The Stormers flew out of the blocks. Wings Dylan Maart and Leolin Zas struck inside the opening seven minutes, the hosts surging ahead as if the contest might be over before it began. Instead, composure ebbed, forced passes crept in, and an understrength La Rochelle, stacked with academy talent, were invited back into the arm-wrestle.

“I thought we were so energised at the start and so good, and it just felt like we got seduced into it being too easy,” said Dobson.

“To produce the intensity that we started that game with was really good for us. However, it was a learning experience, and we had to manage that game better at the 15-to-20-minute mark.”

That window proved pivotal. Infringements and errors disrupted Stormers rhythm, allowing La Rochelle to find a foothold and trail just 16–7 at the break – a reminder that scoreboard pressure means little without territorial and tactical control.

“It was about the outcome in the end, but it wasn’t a great process from us,” Dobson admitted.

“There’s definitely stuff we didn’t get right that we spoke about during the week, and there’s work to do before the local derbies [in the Vodacom URC]. That said, a home win in this competition is non-negotiable.”

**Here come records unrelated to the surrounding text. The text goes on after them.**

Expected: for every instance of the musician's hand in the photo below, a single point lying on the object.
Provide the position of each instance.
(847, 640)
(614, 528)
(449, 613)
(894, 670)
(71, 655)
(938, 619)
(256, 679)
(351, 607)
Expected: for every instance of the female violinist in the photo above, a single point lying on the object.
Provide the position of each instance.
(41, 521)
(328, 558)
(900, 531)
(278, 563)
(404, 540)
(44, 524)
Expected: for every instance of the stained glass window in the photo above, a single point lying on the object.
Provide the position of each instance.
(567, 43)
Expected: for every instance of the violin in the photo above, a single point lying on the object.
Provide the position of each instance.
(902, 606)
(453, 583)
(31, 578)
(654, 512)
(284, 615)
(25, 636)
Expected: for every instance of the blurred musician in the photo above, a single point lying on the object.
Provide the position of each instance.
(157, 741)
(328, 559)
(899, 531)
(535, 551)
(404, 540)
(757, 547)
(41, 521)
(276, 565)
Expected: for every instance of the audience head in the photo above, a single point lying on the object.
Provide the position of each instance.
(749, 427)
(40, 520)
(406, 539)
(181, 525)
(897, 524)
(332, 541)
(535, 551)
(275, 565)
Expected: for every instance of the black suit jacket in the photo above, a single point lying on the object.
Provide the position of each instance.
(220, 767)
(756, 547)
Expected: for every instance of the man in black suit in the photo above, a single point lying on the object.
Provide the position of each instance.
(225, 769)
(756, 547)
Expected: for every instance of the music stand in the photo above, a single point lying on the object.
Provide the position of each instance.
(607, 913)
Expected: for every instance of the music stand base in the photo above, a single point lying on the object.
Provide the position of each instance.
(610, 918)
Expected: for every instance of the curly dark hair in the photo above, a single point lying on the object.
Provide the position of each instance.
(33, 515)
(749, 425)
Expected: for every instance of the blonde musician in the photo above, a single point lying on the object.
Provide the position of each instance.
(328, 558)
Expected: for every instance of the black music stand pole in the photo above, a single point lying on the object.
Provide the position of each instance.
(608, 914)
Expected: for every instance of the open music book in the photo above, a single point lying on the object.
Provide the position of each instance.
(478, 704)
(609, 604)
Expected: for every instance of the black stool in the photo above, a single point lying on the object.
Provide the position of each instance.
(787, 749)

Captain Salmaan Moerat echoed the coach’s concerns, praising the intent but demanding more from the engine room.

“But as a pack we know we could have been much better. There’s still a lot for us to improve on,” Moerat said.

He also highlighted the side’s response after prop Neethling Fouché was yellow-carded for a high tackle.

“It’s never ideal to get a yellow card,” he said. “But what was really rewarding was seeing how the group galvanised and worked harder for each other when someone was off the field.”

If the Stormers’ structure wavered, individual brilliance helped steady the ship. Flyhalf Sacha Feinberg-Mngomezulu and Springbok scrumhalf Cobus Reinach pulled the strings, while Man of the Match Paul de Villiers hunted turnovers like a seasoned openside despite his tender years.

“It took some moments from Paul or Sacha [Feinberg-Mngomezulu] to bail us out. That was a little bit frustrating that we got ourselves in that position,” Dobson explained.

“Two years ago, we were just getting cleaned out [at the breakdowns], and now we have Paul, who is like a limpet and his decision-making is so good.

“He is very special.”

Dobson believes the result keeps the Stormers firmly in the European hunt, even as he demands sharper execution.

“We want to be part of this tournament,” he said. “South African teams don’t have a great record in it, and we feel we’ve got an opportunity.

“Performances like this give us belief, but we also know we have to be better. I think we can start to dream about getting deeper into this tournament than we have got before.”

The immediate focus, however, shifts to domestic danger. The Lions arrive in Cape Town next weekend, followed by a clash with the Bulls on January 3 – fixtures where sloppiness will be punished.

“We have to get the stuff right and it is no use just talking about it in the week,” Dobson warned.

“We know that performance [in Gqeberha] doesn’t beat a fired-up Lions team in Cape Town or a Bulls team [on January 3].”

Dobson revealed the Stormers’ coaches have been studying the Lions closely, noting their threats across the park.

“We had a good look at them as coaches,” he said.

“We know that Henco [van Wyk] gets the best contact metres, we know about Quan’s [Horn] line breaks, and we know about their efficacy at the breakdown.

“They made their intentions clear that they want to rest and prepare for this game. I promise we won’t be lacking intensity.”

For the Stormers, the winning streak in Europe and Gqeberha has offered momentum, but the real examination now comes at home, where fast starts mean nothing without the patience to finish the job.